Cf. United States v. Galante,
No. 94 Cr. 633,
Since the search of defendant’s truck was also contemporaneous with defendant’s arrest pursuant to a warrant, I also believe that the seizure and subsequent examination of the day planner can be justified as part of a search incident to arrest. This exception to the search warrant requirement permits police to search, “the area into which an arrestee might reach in order to grab a weapon or eviden-tiary items....”
Chimel v. California,
395
*426
U.S. 752, 763,
In the case at bar, defendant, who had just been arrested, was going to be allowed to enter his truck to drive it to the police station. Under these circumstances, then, the officers were certainly justified in searching the interior of the truck cab for weapons or evidence. Id.
It is also clear that an object such as a day planner, address book or the like is subject to seizure as part of such a search incident to arrest.
See, e.g., United States v. Rodriguez,
Furthermore, “the search of a wallet or address book does not have to take place immediately upon the arrest of the defendant. The fact that the object is no longer at risk of being accessed by the defendant, because it is in the exclusive control of the arresting officers, is immaterial.”
Lynch,
Furthermore, when the officers asked if they could “hold on to” the day planner, it would not have been reasonable for defendant to believe that they would not look inside it or read its contents. There would have been little other reason for them to want the day planner if they did not intend to look inside it. This was not a weapon, which the officers would obviously take possession of for their own safety; it was not drugs or other contraband, which defendant could not lawfully possess in the *427 first place. Nor was this a situation m which defendant was carrying or holding a large, heavy or unwieldy object, such as a shopping bag, which the officers offered to hold on to temporarily as a courtesy while defendant was at the police station. The officers could easily have left the day planner in defendant’s pickup truck. When they asked if they could “hold on to” the day planner, it would have been reasonable to assume that they believed that it might have had some evidentiary value, and that their reasons for wanting to hold on to it were both to prevent defendant from accessing or destroying it, and also to look at the day planner and see what information it contained. 1
The fact that the officers later photocopied the day planner is of no moment. Having already legitimately looked through the contents of the book, the officers’ copying of it simply preserved what they had already lawfully seen.
See Rodriguez,
CONCLUSION
The Government’s objections to the Report and Recommendation filed March 28, 2002 are sustained, and I reject the recommendation of the Magistrate Judge in the Report and Recommendation that the defendant’s day planner and information obtained therefrom be suppressed. Defendant’s motion to suppress the day planner and its contents (Dkt. # 11) is denied.

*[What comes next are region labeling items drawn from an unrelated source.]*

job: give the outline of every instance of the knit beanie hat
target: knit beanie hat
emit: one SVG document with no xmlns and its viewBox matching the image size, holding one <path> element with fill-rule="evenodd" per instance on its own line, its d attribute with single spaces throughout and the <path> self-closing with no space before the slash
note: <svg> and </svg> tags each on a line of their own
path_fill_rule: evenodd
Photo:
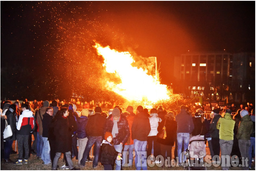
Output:
<svg viewBox="0 0 256 171">
<path fill-rule="evenodd" d="M 212 110 L 212 111 L 213 112 L 213 113 L 215 113 L 219 114 L 220 113 L 220 111 L 217 109 L 215 109 Z"/>
<path fill-rule="evenodd" d="M 48 107 L 50 106 L 50 102 L 49 101 L 47 101 L 46 100 L 44 102 L 44 107 Z"/>
<path fill-rule="evenodd" d="M 107 140 L 107 138 L 109 136 L 111 136 L 113 138 L 113 136 L 112 135 L 112 134 L 111 134 L 110 132 L 106 132 L 105 134 L 105 135 L 104 136 L 104 139 L 105 140 Z"/>
<path fill-rule="evenodd" d="M 101 109 L 101 107 L 100 107 L 100 106 L 97 106 L 97 107 L 96 107 L 95 108 L 95 113 L 101 113 L 101 112 L 102 111 L 102 110 Z"/>
<path fill-rule="evenodd" d="M 83 109 L 81 111 L 81 115 L 88 117 L 89 111 L 86 109 Z"/>
<path fill-rule="evenodd" d="M 112 115 L 119 117 L 120 116 L 120 111 L 118 108 L 114 108 L 112 111 Z"/>
<path fill-rule="evenodd" d="M 241 115 L 241 117 L 242 117 L 246 115 L 248 115 L 249 113 L 248 113 L 248 111 L 247 111 L 246 110 L 242 110 L 240 112 L 240 114 Z"/>
</svg>

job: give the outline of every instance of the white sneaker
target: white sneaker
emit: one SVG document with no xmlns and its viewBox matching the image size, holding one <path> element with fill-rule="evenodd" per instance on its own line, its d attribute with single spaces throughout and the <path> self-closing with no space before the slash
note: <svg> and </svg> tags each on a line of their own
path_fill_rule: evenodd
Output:
<svg viewBox="0 0 256 171">
<path fill-rule="evenodd" d="M 67 166 L 66 165 L 64 165 L 61 167 L 60 167 L 59 169 L 65 169 L 67 170 L 69 169 L 69 167 L 68 166 Z"/>
<path fill-rule="evenodd" d="M 161 161 L 159 161 L 159 160 L 156 160 L 155 161 L 155 163 L 161 163 Z"/>
</svg>

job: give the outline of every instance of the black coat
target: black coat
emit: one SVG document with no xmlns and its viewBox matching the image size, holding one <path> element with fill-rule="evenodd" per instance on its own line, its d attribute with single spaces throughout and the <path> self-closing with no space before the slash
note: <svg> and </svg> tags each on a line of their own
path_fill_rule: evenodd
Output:
<svg viewBox="0 0 256 171">
<path fill-rule="evenodd" d="M 72 129 L 69 128 L 68 119 L 60 115 L 55 117 L 49 127 L 48 139 L 54 144 L 55 152 L 72 151 Z"/>
<path fill-rule="evenodd" d="M 43 137 L 48 137 L 49 127 L 52 122 L 53 117 L 46 113 L 44 114 L 44 118 L 42 120 L 43 125 Z"/>
<path fill-rule="evenodd" d="M 143 112 L 139 113 L 134 117 L 131 127 L 131 139 L 146 141 L 151 130 L 149 119 Z"/>
<path fill-rule="evenodd" d="M 107 119 L 104 129 L 104 134 L 106 132 L 112 132 L 114 122 L 112 115 L 110 115 Z M 123 144 L 125 144 L 130 136 L 130 130 L 128 121 L 125 116 L 120 115 L 119 120 L 117 122 L 118 134 L 116 136 L 113 138 L 114 145 L 120 144 L 122 142 Z"/>
<path fill-rule="evenodd" d="M 4 139 L 6 140 L 16 140 L 16 119 L 13 117 L 13 113 L 9 110 L 6 111 L 5 115 L 7 117 L 7 123 L 8 125 L 10 125 L 10 128 L 12 132 L 12 135 L 10 137 Z M 5 122 L 4 122 L 5 126 Z"/>
<path fill-rule="evenodd" d="M 110 146 L 108 144 L 102 143 L 101 148 L 102 152 L 101 163 L 102 165 L 114 165 L 119 152 L 116 151 L 113 146 Z"/>
<path fill-rule="evenodd" d="M 160 132 L 164 125 L 164 120 L 159 123 L 157 130 Z M 165 123 L 166 138 L 165 139 L 158 139 L 157 141 L 164 145 L 173 146 L 175 140 L 177 136 L 177 122 L 173 120 L 167 120 Z"/>
<path fill-rule="evenodd" d="M 106 118 L 96 113 L 90 116 L 86 125 L 86 132 L 87 136 L 103 136 Z"/>
</svg>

In all other respects, the Report and Recommendation is adopted, and defendant’s motion to suppress his cellular telephone and information obtained therefrom (Dkt. # 11) is granted. Defendant’s motion for a bill of particulars and disclosure of the identity of a confidential informant (Dkt. # 11) is denied.
IT IS SO ORDERED.
Notes
. Seizure of the day planner may also have been permissible pursuant to the plain-view exception to the warrant requirement.